Telecom ha annunciato un consuntivo 2008 apparentemente accettabile sullo sfondo della crisi globale. Certo, l’utile consolidato è diminuito (-9,2% a 2,2 miliardi di euro) ma non si è azzerato. È ulteriormente calato il debito (a 34 miliardi di euro) che pure resta elevato, palla al piede per le strategie del gruppo (e nel decimo anniversario della “madre di tutte le Opa” – lanciata da Roberto Colaninno ma concepita a Wall Street – i dubbi di allora sull’arrembaggio della finanza “a leva” sull’impresa sono intanto divenuti certezza).
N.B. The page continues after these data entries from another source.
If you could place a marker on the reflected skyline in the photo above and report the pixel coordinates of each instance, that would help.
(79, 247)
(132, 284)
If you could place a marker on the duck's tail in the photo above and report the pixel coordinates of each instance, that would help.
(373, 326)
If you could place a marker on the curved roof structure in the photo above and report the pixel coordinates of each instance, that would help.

Il consiglio d’amministrazione di Telecom ha in ogni caso deciso di distribuire un dividendo di 5 centesimi ai soci: non proprio simbolico in termini di rendimento per chi avesse acquistato in Borsa il titolo negli ultimi mesi, a un prezzo di poco superiore all’euro; e in fondo neppure per gli azionisti stabili della holding Telco (Generali, Mediobanca, Intesa Sanpaolo, Benetton e Telefonica) che due anni fa avevano rilevato i titoli Telecom da Pirelli a circa 2,5 euro e stanno ora sopportando forti svalutazioni in portafoglio.
I mercati azionari – che non escludevano il congelamento integrale della cedola – ne sono rimasti ovviamente rincuorati. Ma c’è più di un “ma” e gli interrogativi non attengono soltanto le grandi questioni strategiche: la stabilità del nocciolo duro (fatto di essenzialmente di istituzioni finanziarie, oggi sotto pressione); i rapporti con un partner-concorrente estero come Telefonica sullo sfondo del ridisegno permanente del mercato tlc; il destino, infine, dell’infrastruttura-rete, messa ora sotto la sorveglianza di un comitato para-pubblico presieduto da Giulio Napolitano, figlio del presidente della Repubblica.
C’è una questione che emerge direttamente dal bilancio e che assume – sul terreno dell’applicazione dei principi contabili – valore simbolico della profondità della crisi culturale che investe l’economia, al di là delle cifre drammatiche del dissesto finanziario e della recessione.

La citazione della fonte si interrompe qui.